Las consecuencias para el transporte son significativas. La exposición prolongada a temperaturas elevadas incrementa los riesgos de fatiga, deshidratación y malestar físico entre los conductores profesionales, mientras que las empresas deben afrontar una mayor probabilidad de averías mecánicas, sobrecalentamiento de motores, problemas en las baterías y fallos en los neumáticos.
Además, el calor extremo acelera el desgaste de componentes críticos de los vehículos, elevando los costes de mantenimiento y aumentando el riesgo de interrupciones operativas no planificadas.
Infraestructuras bajo presión y planificación preventiva
Las altas temperaturas también afectan directamente a las infraestructuras viarias. Cuando el termómetro supera los 30 grados centígrados, la temperatura del asfalto puede alcanzar entre 40 y 50 grados, favoreciendo deformaciones en la calzada, daños en autopistas y restricciones al tráfico que generan retrasos y desvíos en rutas estratégicas para el transporte pesado.
Ante este escenario, la compañía especializada en servicios para transportistas SNAP insta a los operadores a adoptar una estrategia preventiva que incluya inspecciones técnicas de los vehículos, revisiones de neumáticos, programas de bienestar para conductores y una planificación de rutas adaptada a las previsiones meteorológicas.
Nick Long, director comercial de SNAP para Reino Unido, subraya que el transporte de mercancías no puede detenerse durante los episodios de calor extremo, aunque reconoce que estas condiciones generan una presión adicional sobre toda la cadena logística.

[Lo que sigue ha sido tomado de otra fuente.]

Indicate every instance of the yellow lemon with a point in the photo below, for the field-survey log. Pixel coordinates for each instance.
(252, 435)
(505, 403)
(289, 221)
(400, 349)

“La preparación es fundamental. Un enfoque proactivo en materia de bienestar de los conductores, mantenimiento de los vehículos y planificación de los trayectos ayuda a las empresas a mantener la seguridad, la eficiencia y la resiliencia durante los meses de verano”, señala.

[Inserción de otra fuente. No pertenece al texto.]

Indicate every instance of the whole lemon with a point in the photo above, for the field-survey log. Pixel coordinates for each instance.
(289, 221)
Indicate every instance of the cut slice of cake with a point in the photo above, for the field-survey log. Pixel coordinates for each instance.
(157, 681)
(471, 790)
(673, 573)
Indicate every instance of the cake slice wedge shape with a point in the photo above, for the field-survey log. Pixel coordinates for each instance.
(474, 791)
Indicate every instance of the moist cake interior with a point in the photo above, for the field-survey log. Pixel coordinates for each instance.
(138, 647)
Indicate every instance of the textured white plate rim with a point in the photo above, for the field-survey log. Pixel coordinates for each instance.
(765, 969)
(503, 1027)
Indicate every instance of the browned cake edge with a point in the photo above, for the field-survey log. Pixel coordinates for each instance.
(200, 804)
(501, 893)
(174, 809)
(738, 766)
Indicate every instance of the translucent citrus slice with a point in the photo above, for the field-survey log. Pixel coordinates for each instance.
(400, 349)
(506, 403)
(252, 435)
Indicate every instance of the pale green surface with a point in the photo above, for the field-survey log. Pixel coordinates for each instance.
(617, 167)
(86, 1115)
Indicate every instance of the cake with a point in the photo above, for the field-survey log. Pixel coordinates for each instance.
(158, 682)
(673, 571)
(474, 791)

La compañía destaca también el papel de la tecnología para minimizar incidencias, facilitando el acceso rápido a combustible, estacionamiento y otros servicios esenciales mediante plataformas digitales que reducen tiempos de espera y mejoran la eficiencia operativa.
Recomendaciones para afrontar el verano
Entre las principales medidas recomendadas por SNAP para los transportistas que operan en Reino Unido y Europa destacan la comprobación de la presión de los neumáticos antes de los trayectos de larga distancia, la revisión de los sistemas de refrigeración y niveles de líquidos, garantizar el acceso permanente a agua potable para los conductores y monitorizar las alertas meteorológicas en los principales corredores logísticos europeos.

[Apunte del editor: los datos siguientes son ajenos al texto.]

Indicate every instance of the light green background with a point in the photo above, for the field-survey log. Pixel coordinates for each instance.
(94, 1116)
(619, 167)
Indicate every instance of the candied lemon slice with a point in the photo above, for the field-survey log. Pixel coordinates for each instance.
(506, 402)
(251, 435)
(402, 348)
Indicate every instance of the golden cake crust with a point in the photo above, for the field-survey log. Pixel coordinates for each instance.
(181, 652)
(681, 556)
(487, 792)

Asimismo, la compañía aconseja revisar las rutas teniendo en cuenta posibles episodios de congestión y localizar previamente áreas seguras de descanso para los profesionales del volante.
Con unas previsiones climáticas que apuntan a veranos más cálidos y fenómenos meteorológicos extremos más frecuentes, el sector logístico europeo se enfrenta a una nueva realidad en la que la adaptación al calor se convierte en un elemento clave para garantizar la continuidad del suministro y la competitividad de las empresas de transporte.